EMSK is implemented in TLS using the TLS Session Resumption protocol. The TLS Session Resumption protocol allows a client to resume a previous TLS session with a server, without the need to renegotiate the master secret. This is achieved by storing the session parameters, including the derived session keys, on the client and server.

When a client wants to resume a TLS session with a server, it sends a Session Ticket to the server. The Session Ticket includes the session parameters, including the derived session keys, encrypted using a key derived from the master secret. The server can then decrypt the Session Ticket using the same key derivation function, and use the derived session keys to resume the TLS session with the client.

Security Benefits of EMSK

EMSK provides several security benefits over traditional TLS session key derivation methods. First, EMSK reduces the number of times the master secret is used to derive session keys. This reduces the risk of the master secret being compromised, as it is used less frequently. Additionally, EMSK allows the session keys to be derived in a way that is resistant to certain types of attacks, such as precomputation attacks.

Another security benefit of EMSK is that it allows the session keys to be derived in a way that is unique to each session. This reduces the risk of session key compromise, as a compromised session key can only be used to decrypt data transmitted during that session. If a different session key is used for each session, the risk of data being compromised is reduced.

Finally, EMSK allows for more efficient use of resources, as it reduces the need for frequent renegotiations of the master secret. This is especially beneficial for high-volume applications, where renegotiation can cause significant overhead.

EMSK also provides enhanced forward secrecy.
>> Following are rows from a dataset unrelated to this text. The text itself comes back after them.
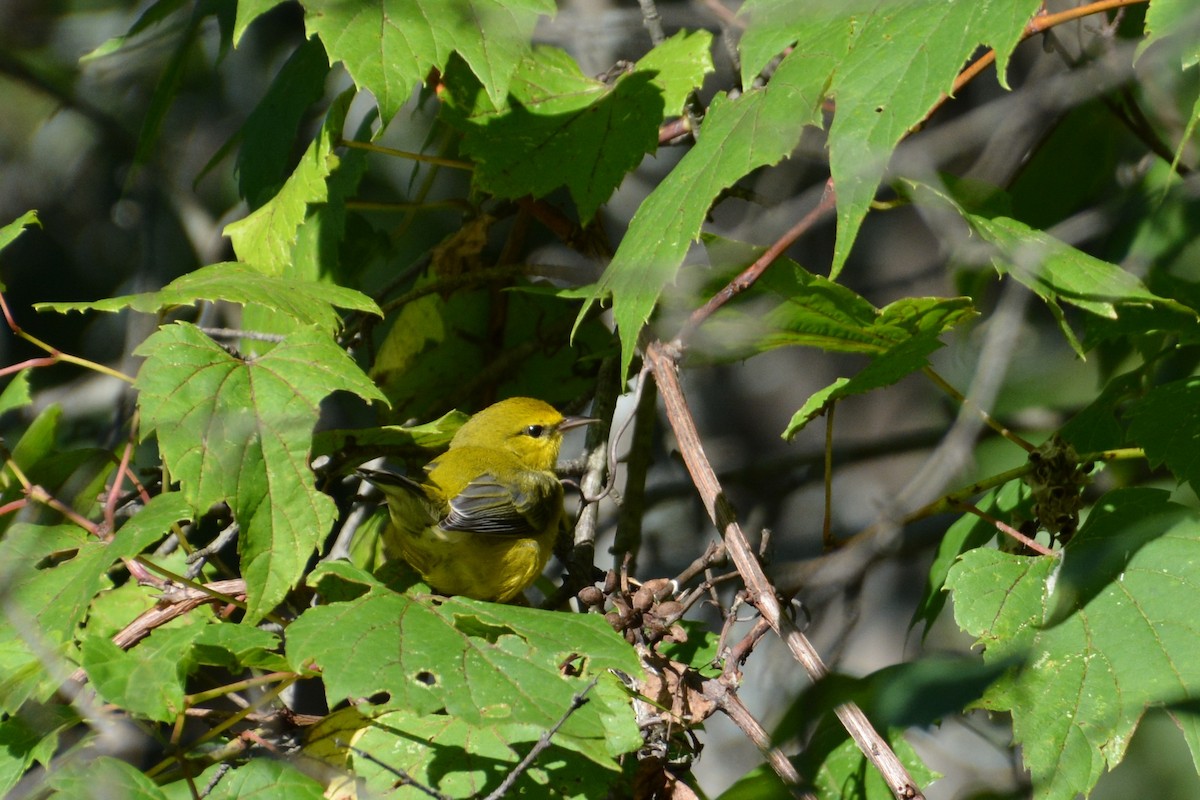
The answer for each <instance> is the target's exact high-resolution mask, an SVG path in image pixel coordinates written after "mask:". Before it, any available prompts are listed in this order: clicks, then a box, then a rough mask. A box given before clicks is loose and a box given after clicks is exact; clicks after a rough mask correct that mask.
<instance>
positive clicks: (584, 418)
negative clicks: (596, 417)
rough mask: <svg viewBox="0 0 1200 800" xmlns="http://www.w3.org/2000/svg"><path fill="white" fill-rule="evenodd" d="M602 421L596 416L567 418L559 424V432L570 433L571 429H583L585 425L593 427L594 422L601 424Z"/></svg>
mask: <svg viewBox="0 0 1200 800" xmlns="http://www.w3.org/2000/svg"><path fill="white" fill-rule="evenodd" d="M599 421H600V420H598V419H595V417H594V416H565V417H563V421H562V422H559V423H558V431H559V432H563V431H570V429H571V428H581V427H583V426H584V425H592V423H593V422H599Z"/></svg>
Forward secrecy is a property of cryptographic protocols that ensures that the compromise of a long-term key (such as the master secret) does not compromise the confidentiality of past sessions. With EMSK, the use of a new session key for each session provides greater forward secrecy than traditional TLS session key derivation methods.
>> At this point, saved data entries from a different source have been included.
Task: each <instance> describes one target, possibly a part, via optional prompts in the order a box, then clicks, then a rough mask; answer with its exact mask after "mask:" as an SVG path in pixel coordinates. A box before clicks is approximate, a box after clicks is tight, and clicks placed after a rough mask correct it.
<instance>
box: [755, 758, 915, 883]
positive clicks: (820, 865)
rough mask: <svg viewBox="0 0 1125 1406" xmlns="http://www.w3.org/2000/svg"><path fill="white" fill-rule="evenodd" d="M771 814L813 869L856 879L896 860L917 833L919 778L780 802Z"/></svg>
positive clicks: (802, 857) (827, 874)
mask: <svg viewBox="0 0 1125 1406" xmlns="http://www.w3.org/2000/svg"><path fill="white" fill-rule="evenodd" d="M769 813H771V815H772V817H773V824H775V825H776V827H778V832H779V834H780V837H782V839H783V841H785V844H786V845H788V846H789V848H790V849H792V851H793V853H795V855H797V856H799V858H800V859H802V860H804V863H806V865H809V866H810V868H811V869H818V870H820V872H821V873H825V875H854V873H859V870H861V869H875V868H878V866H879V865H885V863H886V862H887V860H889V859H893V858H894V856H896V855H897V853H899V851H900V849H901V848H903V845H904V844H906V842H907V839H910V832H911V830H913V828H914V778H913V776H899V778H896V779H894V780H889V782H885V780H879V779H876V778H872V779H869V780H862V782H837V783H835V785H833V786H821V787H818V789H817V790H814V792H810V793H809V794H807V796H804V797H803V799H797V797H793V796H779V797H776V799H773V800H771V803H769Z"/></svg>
However, it is important to note that EMSK is not a silver bullet for all TLS security issues. It only addresses certain aspects of the TLS protocol, such as session key derivation and forward secrecy. Other security issues, such as certificate verification and protocol vulnerabilities, must be addressed separately.

Conclusion

In summary, Extended Master Session Key (EMSK) is a protocol used to derive session keys in the Transport Layer Security (TLS) protocol. EMSK allows for more efficient use of resources, reduces the risk of session key compromise, and provides enhanced forward secrecy. EMSK is implemented in TLS using the TLS Session Resumption protocol and is resistant to certain types of attacks, such as precomputation attacks. While EMSK provides several security benefits over traditional TLS session key derivation methods, it is important to note that it is not a silver bullet for all TLS security issues.